DeepSeek VL

Three key dimensions of the approaches:

data construction: diverse, scalable, extensively covers real-world scenarios, knowledge-based contents
model architecture:
- a hybrid vision encoder that efficiently processes high-resolution images within a fixed token budget
training strategy

Data

vision-language pretraining data: warm up the vision-language adaptor in training stage 1, jointly pretrain the vlm in stage 2
vision-language SFT data: in training stage 3

Approach

Architecture

The system contains: a hybrid vision encoder, a vision adaptor, and a language model.

Hybrid Vision Encoder

A single SigLIP encoder struggles to address all real-world questions comprehensively. Because

clip family are designed for semantic visual representations but challenged by ambiguous encoding
clip models are limited by its relatively low-resolution inputs

The hybrid vision encoder combines the SAM-B and SigLIP-L encoders 结合了高分辨率的 SAM-B 编码器与低分辨率的 SigLIP-L 编码器，以在固定的 token 预算内既保留细节信息，又提取丰富的语义特征。

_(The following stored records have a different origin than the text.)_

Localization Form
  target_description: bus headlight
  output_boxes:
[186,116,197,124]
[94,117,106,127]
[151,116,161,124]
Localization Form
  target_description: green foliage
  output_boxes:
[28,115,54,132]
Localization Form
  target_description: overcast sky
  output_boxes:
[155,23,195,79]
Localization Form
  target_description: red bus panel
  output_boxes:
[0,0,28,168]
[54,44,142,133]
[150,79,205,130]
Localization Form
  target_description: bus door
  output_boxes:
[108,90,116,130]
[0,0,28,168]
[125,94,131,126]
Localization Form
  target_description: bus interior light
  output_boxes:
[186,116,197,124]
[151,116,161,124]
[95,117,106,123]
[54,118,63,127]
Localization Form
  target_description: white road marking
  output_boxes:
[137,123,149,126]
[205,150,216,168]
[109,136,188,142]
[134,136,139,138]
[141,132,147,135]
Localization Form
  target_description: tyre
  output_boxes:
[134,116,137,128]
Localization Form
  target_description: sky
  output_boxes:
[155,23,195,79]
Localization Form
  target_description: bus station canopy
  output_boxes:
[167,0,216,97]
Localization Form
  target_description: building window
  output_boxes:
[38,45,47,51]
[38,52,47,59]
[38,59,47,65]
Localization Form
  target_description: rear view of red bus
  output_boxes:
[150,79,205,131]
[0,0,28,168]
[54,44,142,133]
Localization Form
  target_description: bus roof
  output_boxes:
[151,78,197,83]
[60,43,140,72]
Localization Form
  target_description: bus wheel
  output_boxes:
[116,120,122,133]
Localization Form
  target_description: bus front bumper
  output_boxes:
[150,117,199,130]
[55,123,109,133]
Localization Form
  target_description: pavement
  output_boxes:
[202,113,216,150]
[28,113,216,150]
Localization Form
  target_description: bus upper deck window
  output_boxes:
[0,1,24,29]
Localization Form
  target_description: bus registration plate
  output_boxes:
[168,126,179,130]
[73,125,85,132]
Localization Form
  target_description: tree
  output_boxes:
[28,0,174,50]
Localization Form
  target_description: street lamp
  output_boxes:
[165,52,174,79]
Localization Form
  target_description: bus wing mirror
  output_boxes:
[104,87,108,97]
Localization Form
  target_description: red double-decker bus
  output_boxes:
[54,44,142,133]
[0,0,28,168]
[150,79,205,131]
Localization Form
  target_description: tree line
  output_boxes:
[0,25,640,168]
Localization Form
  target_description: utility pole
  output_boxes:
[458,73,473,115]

SAM-B: a pre-trained ViTDet image encoder to process low-level features, which accepts high-resolution 1024x1024 image inputs 输入图像首先被 SAM-B 编码器（基于 ViTDet）缩放至 1024×1024，并生成一个 64×64×256 的特征图
SigLIP-L: for low-resolution 384x384 image inputs

高分辨率特征提取（SAM-B）
- A high-resolution SAM-B vision encoder first resizes the image into 1024x1024 and results in a 64x64x256 feature map. 输入图像首先被 SAM-B 缩放至 1024×1024，并生成一个 64×64×256 的特征图。
- SAM-B 专注于捕捉细粒度的低级视觉信息，如小物体轮廓、文本边缘等，弥补 CLIP 系列模型在高分辨率下的局限性（CLIP 常见输入分辨率仅 224–512）。
特征下采样与重排（VL Adaptor）
- The VL Adaptor initially interpolates it into a size of 96x96x256. It employs two CNN with a stride of 2, producing a feature map of 24x24x1024, and reshapes it to 576x1024. 将上一步获得的 64×64×256 特征图先双线性插值（interpolation）至 96×96×256，再通过两层步幅为 2 的卷积层（stride=2）降采样，得到 24×24×1024 的特征图，并将其重塑（reshape）为 576×1024 。
- 该过程在保证足够感受野的同时，有效控制序列长度，为后续与语言模型的融合提供合适的输入规模。
低分辨率语义提取（SigLIP-L）
- Alongside, the low-resolution feature map of size 576x1024 generated by SigLIP-L is concatenated with the high-resolution features, resulting in 576 visual tokens with 2048 dimensions. 并行地，SigLIP-L 接收 384×384 的低分辨率图像，提取高层次的语义特征，并同样生成一个 576×1024 的特征表示。
- The visual tokens possess a substantial capacity for enhancing high-level semantic visual recognition and low-level visual grounding tasks.
- SigLIP 系列专注于语义对齐，能够有效捕捉全局语义信息，但对细节的分辨力不足，故需与 SAM-B 互补。
特征拼接与激活
- Then undergo GeLU and are directed through an embedding layer to establish a connection with the LLM. 将两路特征在 token 维度上拼接，得到形状为 576×2048 的视觉 token 序列。
- 对拼接后的特征应用 GeLU 激活，并通过一层嵌入（embedding）层映射到语言模型的输入空间，完成视觉-语言对齐。

Vision-Language Adaptor

A two-layer hybrid MLP to bridge the vision encoder and the LLM.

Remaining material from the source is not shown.